After a decade of Tamba campaigning, a new school admissions code for England has been published, which includes a provision to stop twins, triplets or more being split up between separate primary schools against their will. Our research shows that hundreds of sets of multiples were being split up each year and many thousands of families faced the worry that it could happen to them. The problem stems from the introduction of maximum class sizes in 1998, when legislation limited infant classes for Reception and Key Stage 1 & 2 to 30 pupils per class.
We are delighted to report that the code in England now has our proposal for twins, triplets and more included in a list of exceptions, so that if one child secures a place then their twin or other multiples will automatically be accepted, even where class size would then exceed 30 pupils.
There is further great news.
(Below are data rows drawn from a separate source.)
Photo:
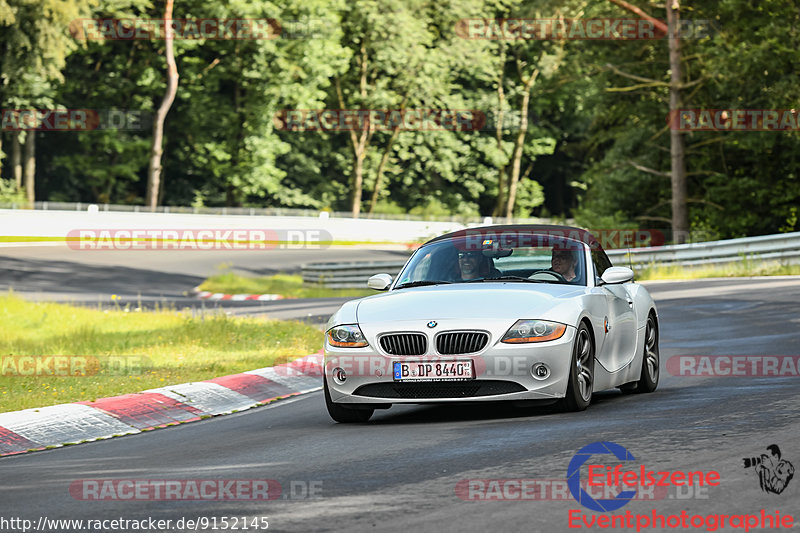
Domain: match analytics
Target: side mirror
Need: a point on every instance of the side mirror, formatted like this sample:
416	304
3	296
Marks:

In their latest consultation (Jan 2013) on the Welsh code, the Welsh Government appear likely to adopt the same approach. You can read our response here.
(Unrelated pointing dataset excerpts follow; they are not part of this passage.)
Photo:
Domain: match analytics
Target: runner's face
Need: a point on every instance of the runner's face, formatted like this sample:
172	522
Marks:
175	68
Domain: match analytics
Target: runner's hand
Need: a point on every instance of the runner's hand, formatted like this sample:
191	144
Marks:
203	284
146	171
This has been a long road. We first raised the problem in 1999, and the first ever parliamentary debate on this issue was held in 2010. This change will make a massive difference to tens of thousands of multiple birth families every year.
We have been warning Governments and Assemblies that there are long standing problems with families having their twins, triplets or more placed in either the same or separate classrooms without being asked for their views and without the needs of the children being considered. Research suggests that this can be damaging to the children if not done properly.
We continue to make the case but will look to bring a legal challenge if the circumstances are right.